Trotzdem hatten die Spiele 1992 auch eine weitreichendere Bedeutung, die für Walzer spürbar war. Durch die Wiedervereinigung der BRD und DDR startete erstmals ein gesamtdeutsches Team bei Olympia. "Nach außen ist natürlich propagiert worden, dass wir ein gesamtdeutsches Team sind. Nach innen war man davon aber meilenweit entfernt", erklärt Walzer. Vor allem vor den Spielen habe es einen enormen Konkurrenzkampf gegeben. Auch die Zukunft einiger Funktionäre habe auf dem Spiel gestanden: "Wir haben so viele Jahre getrennt erlebt. Man konnte nicht erwarten, dass wir jetzt einfach eine Mannschaft sind und alle haben sich lieb."

Die sportliche Wiedervereinigung zwang zum Konkurrenzkampf

Walzer interessierte sich schon damals auch für andere Sportarten und verfolgte diese. Dabei stellte er schnell fest, dass Erfolg ein Kernaspekt der Identifikation im Sport war: "Vor allem wenn die Sportler erfolgreich sind wird das schnell eins. Nach kurzer zeit warst du genau so froh, wenn jemand aus Ostdeutschland gewonnen hat, wie jemand aus Westdeutschland." Im Bahnrad-Team ließ sich der Trainer aber noch etwas Anderes einfallen, um sein Team zusammenzuführen: "Bei uns hat der Trainer einen Ost- und einen Westdeutschen aufs Zimmer gepackt. Das war ein cleverer Schachzug und so haben sich auch schnell Freundschaften gebildet."
Die Wiedervereinigung von Ost- und West habe aber auch sportlich enorme Veränderungen mit sich gebracht, erklärt Walzer: "Mit der Grenzöffnung haben wir wirklich gelernt zu trainieren. Damit kam diese ganze Struktur und Trainingssteuerung bei uns rein. Das hat bei allen von uns im Westen für riesige Leistungssprünge gesorgt." Die Zusammenarbeit trug schnell Früchte. Gleichzeitig blieb aber das Wissen um die Doping-Hintergründe im DDR-Sport: "Das Misstrauen gegenüber den Sportlern aus der DDR war wirklich sehr groß. Trotzdem gab es ja auch im Westen Doping-Nester. Man wusste was da passiert ist, aber das Thema ist nie wirklich rübergeschwappt. Zu sagen uns war klar, dass die alle gedopt sind - das war definitiv nicht so."

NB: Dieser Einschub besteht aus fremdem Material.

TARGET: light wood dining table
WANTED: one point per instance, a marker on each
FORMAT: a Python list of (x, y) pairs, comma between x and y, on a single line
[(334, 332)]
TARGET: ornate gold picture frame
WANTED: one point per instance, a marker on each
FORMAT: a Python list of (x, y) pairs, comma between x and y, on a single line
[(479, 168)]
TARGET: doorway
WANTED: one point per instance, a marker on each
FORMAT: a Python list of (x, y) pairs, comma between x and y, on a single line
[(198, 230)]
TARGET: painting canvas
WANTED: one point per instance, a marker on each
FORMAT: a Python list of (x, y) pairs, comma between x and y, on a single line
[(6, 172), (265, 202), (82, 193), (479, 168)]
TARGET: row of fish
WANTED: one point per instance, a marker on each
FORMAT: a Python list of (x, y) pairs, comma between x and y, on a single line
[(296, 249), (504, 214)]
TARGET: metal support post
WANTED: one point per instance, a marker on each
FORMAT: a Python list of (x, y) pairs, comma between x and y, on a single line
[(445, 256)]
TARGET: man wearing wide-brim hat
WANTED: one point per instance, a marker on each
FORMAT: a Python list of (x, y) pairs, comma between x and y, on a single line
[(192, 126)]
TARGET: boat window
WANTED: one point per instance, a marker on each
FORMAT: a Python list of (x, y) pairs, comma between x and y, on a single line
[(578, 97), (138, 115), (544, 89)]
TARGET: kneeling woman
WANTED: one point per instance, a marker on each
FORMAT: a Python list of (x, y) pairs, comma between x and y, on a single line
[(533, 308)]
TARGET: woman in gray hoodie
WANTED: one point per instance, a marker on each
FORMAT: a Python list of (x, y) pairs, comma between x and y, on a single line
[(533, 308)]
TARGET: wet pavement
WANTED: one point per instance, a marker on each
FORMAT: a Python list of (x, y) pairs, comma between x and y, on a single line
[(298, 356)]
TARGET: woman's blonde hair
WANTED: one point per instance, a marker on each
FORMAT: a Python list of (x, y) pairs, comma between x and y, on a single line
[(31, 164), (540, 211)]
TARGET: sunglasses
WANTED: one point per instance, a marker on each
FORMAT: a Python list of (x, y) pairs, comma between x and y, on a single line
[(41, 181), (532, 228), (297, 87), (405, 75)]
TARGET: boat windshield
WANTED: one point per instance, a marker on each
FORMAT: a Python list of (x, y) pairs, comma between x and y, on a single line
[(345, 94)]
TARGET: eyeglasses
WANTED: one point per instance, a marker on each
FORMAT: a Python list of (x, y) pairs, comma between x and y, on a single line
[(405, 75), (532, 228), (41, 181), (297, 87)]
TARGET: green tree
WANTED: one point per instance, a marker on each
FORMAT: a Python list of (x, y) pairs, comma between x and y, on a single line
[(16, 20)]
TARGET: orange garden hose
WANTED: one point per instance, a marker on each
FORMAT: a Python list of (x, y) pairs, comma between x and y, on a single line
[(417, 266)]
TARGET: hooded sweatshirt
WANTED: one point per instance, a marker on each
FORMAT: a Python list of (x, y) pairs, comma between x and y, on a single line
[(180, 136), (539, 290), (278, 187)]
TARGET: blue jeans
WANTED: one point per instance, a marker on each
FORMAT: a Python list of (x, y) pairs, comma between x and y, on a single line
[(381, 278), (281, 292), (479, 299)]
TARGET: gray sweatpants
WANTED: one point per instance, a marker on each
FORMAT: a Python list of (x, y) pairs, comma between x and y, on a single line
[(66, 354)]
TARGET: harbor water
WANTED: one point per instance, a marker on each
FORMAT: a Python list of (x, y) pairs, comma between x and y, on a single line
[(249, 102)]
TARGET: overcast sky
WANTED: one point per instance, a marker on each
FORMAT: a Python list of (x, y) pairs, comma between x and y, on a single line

Schockmoment statt Goldmedaille für Andreas Walzer

Trotz der positiven Eindrücke vor und bei den Spielen in Barcelona gab es für Walzer am Ende eine ganz persönliche Tragödie. Kurz vor dem Bahnrad-Vierer Finale wurde der Westdeutsche aus dem Kader genommen und von einem ostdeutschen Sportler ersetzt: "Das war für mich als 22-Jähriger Sportler ein riesengroßer Schock. Mir hat niemand gesagt warum und ich bin hinterher noch wie ein Aussätziger behandelt worden, weil ich nachgefragt habe. Heute kann ich damit leben, aber man hätte das anders kommunizieren können." Der Vierer gewann schließlich ohne Walzer die Goldmedaille. Insgesamt zieht Walzer 30 Jahre nach den Olympischen Spielen in Barcelona aber ein positives Fazit: "Es war schwierig, dass eine Schwemme von wirklich gut ausgebildeten Sportlern rüberkam und man sich da erstmal beweisen musste. Von dem Niveau haben wir aber absolut profitiert und allgemein denke ich, dass wir mehr davon profitiert haben, als dass es negative Erfahrungen waren."